Barbados on the global scale

We were proud to see our Prime Minister, the Honourable Mia Mottley, participating in a Debate on the Global Economy, as part of the 2022 IMF Spring Meetings.

The Prime Minister joined the debate remotely, and other panellists were Christine Lagarde,President of the European Central Bank, Sri Mulyani Indrawati Minister of Finance for Indonesia, Jerome H. Powell, Chair of the Board of Governors of the Federal Reserve System in the United States. It was moderated by Sara Eisen, news anchor for CNBC’.

The war in Ukraine was the main topic of conversation and the panellists discussed the repercussions for the rest of the world.

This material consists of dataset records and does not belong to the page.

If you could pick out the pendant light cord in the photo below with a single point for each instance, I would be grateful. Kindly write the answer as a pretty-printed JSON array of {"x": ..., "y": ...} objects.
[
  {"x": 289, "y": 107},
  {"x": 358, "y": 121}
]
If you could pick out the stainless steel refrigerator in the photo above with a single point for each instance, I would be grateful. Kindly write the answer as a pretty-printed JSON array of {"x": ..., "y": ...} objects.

Here's a summary of the discussion (from the IMF):

  • Multiple headwinds. Panelists stressed that the world is grappling with multiple shocks including the war in Ukraine, high inflation, food and energy insecurity, high debt levels, and climate change. Georgieva noted that the IMF’s further possible downward revision of the global growth forecast depends on the war’s duration and the effectiveness of policies to deal with inflation without slowing down economic growth. Lagarde noted that the war has not only led to devastation and a refugee crisis in Europe but has also caused ripple effects globally. With U.S. inflation beyond the Federal Reserve’s 2-percent target, Powell emphasized the need to establish price stability and noted that it is appropriate to move a little more quickly to remove monetary accommodation. Indrawati noted that the U.S. monetary policy tightening and COVID lockdowns in a few Chinese cities will exert a huge impact on many emerging markets and developing countries, adding pressure on their nascent recovery from the pandemic. Noting that its debt vulnerabilities have risen since the onset of the pandemic, Mottley highlighted that Barbados does not have the same fiscal and monetary policy accommodation cushion as the advanced economies.
  • Globalization. Powell noted that it is unclear if the world is witnessing a reversal of globalization, but the pace of globalization is certainly slowing down. Georgieva argued that it is too early to “buy a coffin” for globalization. The world has achieved so much because of the integrated global economy, and it is irresponsible to make the world poorer.
  • International coordination. Panelists concurred that international cooperation at this juncture is more critical than ever. One of the objectives of the IMF and World Bank Spring Meetings, highlighted Georgieva, is to provide a platform for policymakers to deliberate and identify the optimal policy mix to address short-term challenges without jeopardizing long-term sustainable growth. The newly-established Resilience and Sustainability Trust will provide long-term concessional financing for many low- and middle-income countries. Mottley called for non-Paris Club creditors and the private sector to further contribute to resolving countries’ debt vulnerabilities. Indrawati stressed that preserving global cooperation is one of the most important global assets.